廃盤蒐集をやめるための甘美な方法

一度やめると、その後は楽になります。

孤高のテナー

2015年02月01日 | Jazz LP (Prestige)

Coleman Hawkins / Plays Make Someone Happy from Do Re Mi  ( Moodsville MV 31 )

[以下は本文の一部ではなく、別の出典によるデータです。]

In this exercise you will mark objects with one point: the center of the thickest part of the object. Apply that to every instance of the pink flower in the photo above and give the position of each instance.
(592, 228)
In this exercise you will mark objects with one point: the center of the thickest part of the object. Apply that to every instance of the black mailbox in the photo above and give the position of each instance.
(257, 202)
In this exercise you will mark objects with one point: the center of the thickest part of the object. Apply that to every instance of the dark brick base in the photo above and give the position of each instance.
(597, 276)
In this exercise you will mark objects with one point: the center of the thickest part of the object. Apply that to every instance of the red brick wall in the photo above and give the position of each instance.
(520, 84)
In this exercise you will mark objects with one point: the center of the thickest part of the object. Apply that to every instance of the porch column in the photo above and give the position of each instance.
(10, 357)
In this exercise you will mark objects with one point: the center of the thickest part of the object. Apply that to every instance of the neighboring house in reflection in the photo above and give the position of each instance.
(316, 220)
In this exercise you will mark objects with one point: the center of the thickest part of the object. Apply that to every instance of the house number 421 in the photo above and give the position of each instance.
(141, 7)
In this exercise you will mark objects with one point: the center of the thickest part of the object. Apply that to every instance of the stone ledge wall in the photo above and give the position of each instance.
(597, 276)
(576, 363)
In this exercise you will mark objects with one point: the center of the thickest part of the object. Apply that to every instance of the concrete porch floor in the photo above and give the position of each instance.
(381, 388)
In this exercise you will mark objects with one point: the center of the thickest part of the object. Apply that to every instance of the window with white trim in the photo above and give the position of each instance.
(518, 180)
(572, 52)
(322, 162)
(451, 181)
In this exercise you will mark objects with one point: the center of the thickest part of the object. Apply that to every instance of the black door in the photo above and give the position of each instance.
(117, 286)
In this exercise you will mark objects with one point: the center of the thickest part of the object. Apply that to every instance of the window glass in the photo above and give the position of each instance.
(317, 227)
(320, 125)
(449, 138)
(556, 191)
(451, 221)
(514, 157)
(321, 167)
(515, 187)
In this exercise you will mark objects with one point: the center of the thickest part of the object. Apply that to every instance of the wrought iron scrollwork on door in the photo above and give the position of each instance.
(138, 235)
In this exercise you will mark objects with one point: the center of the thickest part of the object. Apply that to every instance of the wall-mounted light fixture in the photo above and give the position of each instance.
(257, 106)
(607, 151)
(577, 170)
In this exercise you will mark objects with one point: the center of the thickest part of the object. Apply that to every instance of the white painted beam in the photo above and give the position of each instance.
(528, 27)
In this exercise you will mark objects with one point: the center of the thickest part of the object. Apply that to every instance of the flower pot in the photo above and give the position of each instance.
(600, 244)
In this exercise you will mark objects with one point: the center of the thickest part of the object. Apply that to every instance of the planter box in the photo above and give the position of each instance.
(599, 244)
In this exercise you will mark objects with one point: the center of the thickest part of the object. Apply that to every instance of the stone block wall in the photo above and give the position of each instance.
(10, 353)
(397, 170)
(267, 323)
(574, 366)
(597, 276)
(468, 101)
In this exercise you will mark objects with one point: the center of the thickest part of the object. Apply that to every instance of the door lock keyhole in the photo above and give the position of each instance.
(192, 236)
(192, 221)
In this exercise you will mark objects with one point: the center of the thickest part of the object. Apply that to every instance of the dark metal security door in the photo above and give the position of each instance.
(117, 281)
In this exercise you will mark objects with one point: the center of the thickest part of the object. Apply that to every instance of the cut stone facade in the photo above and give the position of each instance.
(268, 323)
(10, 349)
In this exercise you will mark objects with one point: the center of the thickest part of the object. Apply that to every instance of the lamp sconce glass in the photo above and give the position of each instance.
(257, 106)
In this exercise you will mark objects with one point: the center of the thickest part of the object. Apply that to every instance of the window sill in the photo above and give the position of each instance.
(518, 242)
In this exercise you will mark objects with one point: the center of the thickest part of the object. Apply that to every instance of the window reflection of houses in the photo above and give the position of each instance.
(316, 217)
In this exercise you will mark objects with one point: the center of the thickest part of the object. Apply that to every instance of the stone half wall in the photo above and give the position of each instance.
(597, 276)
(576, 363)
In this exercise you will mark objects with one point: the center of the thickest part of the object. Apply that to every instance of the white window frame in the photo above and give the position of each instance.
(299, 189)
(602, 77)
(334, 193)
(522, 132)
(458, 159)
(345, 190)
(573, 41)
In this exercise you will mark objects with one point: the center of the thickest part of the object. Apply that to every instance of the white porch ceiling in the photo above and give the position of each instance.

1904年に生まれて1969年に亡くなったコールマン・ホーキンスが一番活躍したのは1930~40年代だったので、残された録音の大半がSPです。
LP期にも録音はありますが、プレスティッジやインパルスのような若手が中心のレーベルと契約したため、本人のカラーとレーベルの雰囲気が
イマイチしっくりと馴染まず、出来上がったレコードは居心地の悪さが目立ちます。 本当はノーマン・グランツが彼のレコードをつくればよかった
んでしょうが、プレスティッジとの契約が邪魔をして手が出せなかったのでしょう。 

アルバム作りが上手いレーベルにいたお蔭でレスターは晩年に統一されたカラーを持ったレコードを固め打ちしており、これが今でも一定の人気を
得ている要因になっていますが、ホークは複数のアルバムコンセプトの下でレコードが残されたので散漫な印象が強く、どうも人気がパッとしない。

そんな中で、唯一この人の魅力をうまく捉えていると思えるのが一連のMoodsvilleへの録音です。 トミー・フラナガンのトリオをバックにワンホーンで
ゆったりと吹いていく様子が素晴らしい。 このレーベルのコンセプトはバラードではなくミディアムスローテンポを主軸にすることですが、品の良い
ピアノトリオの心地いいテンポに乗って吹いていく上手さはさすがで、他の奏者ではこうはいかなかったでしょう。 また、インストものでは
普通は取り上げないような楽曲をメインに演るので、どの曲も新鮮味があります。

テナーの音の魅力ということにかけてはこの人の右に出る人はいません。 結局、誰もこんな音で吹くことはできなかった訳で、そういう意味では
神々しいくらいに孤高の存在ですが、そういうところが少し近寄り難いのかもしれません。 

でも私にとってはこの人は別格の存在で、他のアーティストのように手垢にまみれていない現在の状態くらいでちょうどいいと思っています。
事あるごとにこのレコードを取り出しては、"Climb Every Mountain" の美メロに酔います。 RVGの深くエコーの効いた音場も素晴らしいです。